While 10 of the “Viewpoints” murals were selected by the organizations or businesses presenting the artwork, one piece in the exhibition was chosen via social media, Pandora said.
“It was done with the piece submitted by Roy G Biv Gallery,” she said. “We actually held a Facebook competition in January, where the artist who received the most likes … their work was selected and it got to be installed in the district.”
Maria DiFranco, a 26-year-old first-year OSU graduate student pursuing a master’s of fine art in printmaking, won the Facebook competition with her piece titled “Domesticating the African Wolf.”
“I reached out to a lot of people and asked them to support me in this endeavor,” DiFranco said of winning the competition.
Originally a graphite drawing on a piece of birch wood, “Domesticating the African Wolf” touches upon the concept of entrapment, DiFranco said.
Elements of her piece include the literal interpretation of entrapment, represented by a depiction of the Hindenburg explosion, as well as the confinement of domesticated animals such as the African wolf, from which the piece takes its name.
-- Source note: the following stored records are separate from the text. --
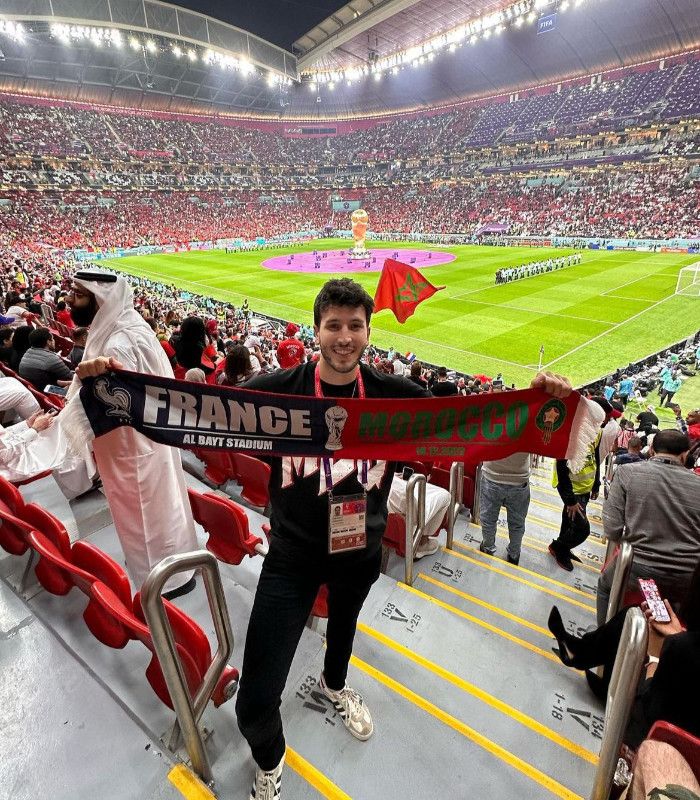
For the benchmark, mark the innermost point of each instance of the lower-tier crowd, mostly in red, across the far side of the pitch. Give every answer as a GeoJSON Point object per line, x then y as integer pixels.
{"type": "Point", "coordinates": [658, 201]}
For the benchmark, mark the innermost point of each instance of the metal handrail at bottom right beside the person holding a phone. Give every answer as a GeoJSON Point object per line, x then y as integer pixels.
{"type": "Point", "coordinates": [631, 655]}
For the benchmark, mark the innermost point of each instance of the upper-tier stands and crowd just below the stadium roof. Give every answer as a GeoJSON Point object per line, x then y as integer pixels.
{"type": "Point", "coordinates": [63, 130]}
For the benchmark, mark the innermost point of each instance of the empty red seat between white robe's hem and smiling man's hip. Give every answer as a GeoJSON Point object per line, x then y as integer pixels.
{"type": "Point", "coordinates": [230, 539]}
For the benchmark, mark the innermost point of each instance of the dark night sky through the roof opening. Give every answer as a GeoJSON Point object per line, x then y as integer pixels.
{"type": "Point", "coordinates": [279, 21]}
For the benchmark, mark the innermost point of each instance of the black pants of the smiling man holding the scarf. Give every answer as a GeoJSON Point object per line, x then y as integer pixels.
{"type": "Point", "coordinates": [288, 585]}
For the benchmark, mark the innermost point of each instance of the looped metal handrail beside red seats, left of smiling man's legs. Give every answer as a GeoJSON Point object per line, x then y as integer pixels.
{"type": "Point", "coordinates": [187, 710]}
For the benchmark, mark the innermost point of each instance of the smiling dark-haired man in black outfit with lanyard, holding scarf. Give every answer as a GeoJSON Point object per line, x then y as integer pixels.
{"type": "Point", "coordinates": [307, 496]}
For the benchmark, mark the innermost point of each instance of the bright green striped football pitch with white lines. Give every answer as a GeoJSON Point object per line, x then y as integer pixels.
{"type": "Point", "coordinates": [614, 308]}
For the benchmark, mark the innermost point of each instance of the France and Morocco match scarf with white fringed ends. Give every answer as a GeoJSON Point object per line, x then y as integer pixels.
{"type": "Point", "coordinates": [199, 415]}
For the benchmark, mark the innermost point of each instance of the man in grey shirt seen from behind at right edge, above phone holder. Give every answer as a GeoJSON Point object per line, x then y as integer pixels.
{"type": "Point", "coordinates": [655, 506]}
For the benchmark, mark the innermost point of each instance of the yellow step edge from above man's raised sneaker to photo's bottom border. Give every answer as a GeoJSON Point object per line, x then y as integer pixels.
{"type": "Point", "coordinates": [479, 739]}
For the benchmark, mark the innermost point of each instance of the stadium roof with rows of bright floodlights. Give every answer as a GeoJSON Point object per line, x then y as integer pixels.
{"type": "Point", "coordinates": [396, 54]}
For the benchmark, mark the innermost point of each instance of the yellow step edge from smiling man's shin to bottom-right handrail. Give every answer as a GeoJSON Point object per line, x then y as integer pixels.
{"type": "Point", "coordinates": [486, 698]}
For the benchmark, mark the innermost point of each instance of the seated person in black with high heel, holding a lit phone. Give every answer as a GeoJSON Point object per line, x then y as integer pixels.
{"type": "Point", "coordinates": [669, 688]}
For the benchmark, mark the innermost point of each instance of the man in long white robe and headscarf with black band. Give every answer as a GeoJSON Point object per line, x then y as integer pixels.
{"type": "Point", "coordinates": [143, 481]}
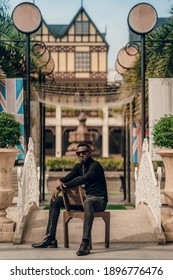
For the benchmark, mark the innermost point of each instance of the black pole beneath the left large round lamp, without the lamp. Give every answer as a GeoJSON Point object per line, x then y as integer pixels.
{"type": "Point", "coordinates": [27, 120]}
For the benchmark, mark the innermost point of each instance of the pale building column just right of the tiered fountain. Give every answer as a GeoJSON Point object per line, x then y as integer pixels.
{"type": "Point", "coordinates": [105, 133]}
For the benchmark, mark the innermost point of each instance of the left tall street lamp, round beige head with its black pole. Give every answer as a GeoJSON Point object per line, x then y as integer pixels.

“The animals (in the piece) are trapped in their bodies. So there’s entrapment inside your body, but there’s also this idea of domestication and being trapped in your role and expectations of society,” DiFranco said.
Much of her artwork centers on the concept of entrapment, a theme drawn from her personal experiences with a borderline malignant ovarian tumor, DiFranco explained.
“I feel like this is related to my experience with cancer because I feel trapped in my own body,” she said. “Now I’m making art about the female experience of cancer.”
Pandora said projects like the “Viewpoints” exhibition enhance the public art scene in Columbus.
“I think that we, here in the Short North, have been major leaders in terms of elevating artists in Columbus as well as showcasing them in the public realm,” she said. “Having public artwork out and on the street for people to engage with really creates a broader dialogue about art in our community.”
The Short North Alliance is hosting a formal opening of the “Viewpoints” exhibition in the Short North Friday.
Artists are expected to be available at each participating gallery from 5:30 p.m. to 8 p.m.
Mural and artist locations for the Friday opening can be found on the Short North Alliance website.